Chris Cornell Wedor
As a district that centers on Capitol Hill and runs from County Club to Colfax, perspectives are mostly left of center to far left on socio-economic issues, but seemingly more moderate on jobs and growth.
The growth issue mostly elicited generic statements about balance, but there is little doubt these candidates are hearing complaints about congestion, density and rapid development. However, in the heart of the District’s business community, they low-keyed the “us vs. them” rhetoric heard in some forums.
It was the two one-minute questions that elicited some of the most insight for business-oriented voters. The candidates were asked about raising the minimum wage and possibly setting it at the Seattle rate of $15.00. If it can be raised, these candidates are raising it, and one candidate believes $15.00 is acceptable. There was no reference to trade-offs with jobs or competition with suburbs or other metro areas.
Marijuana commercialization did highlight some differences, and the sharpest and most aggressive response of the session. Generally, views ranged from concern (impact on children) to aforementioned passionate defense.
Contrary to the Democratic legislative leadership, this group of aspiring Denver officeholders would support the construction defects bill. They see the current law as an impediment to building affordable housing
District 10 will be represented by a very articulate councilperson, regardless of who wins.

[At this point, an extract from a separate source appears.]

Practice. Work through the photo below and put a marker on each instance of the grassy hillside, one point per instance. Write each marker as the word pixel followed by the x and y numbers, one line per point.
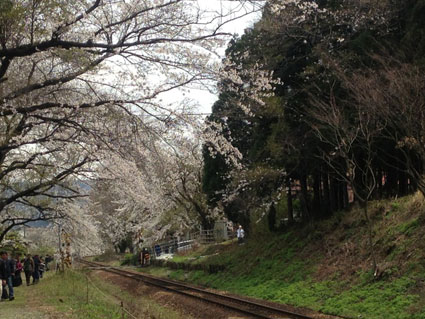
pixel 327 266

- An aggressive anti-growth bias was not expressed – it may have been masked – every candidate expressed recognition of the city’s economic strengths and Cherry Creek’s contribution to it.
- The “economic justice” argument and the policies that operationalize it; e.g., minimum wage, living wage, etc., is accepted with few doubts, reservations or concerns expressed about trade-offs.
- Marijuana has its advocates, but there is caution. The industry may be at a point beyond repeal, but its commercial path will not be without resistance.
It’s possible District 10 will be the election’s most expensive race, doubling or more the current $250,000 of total contributions.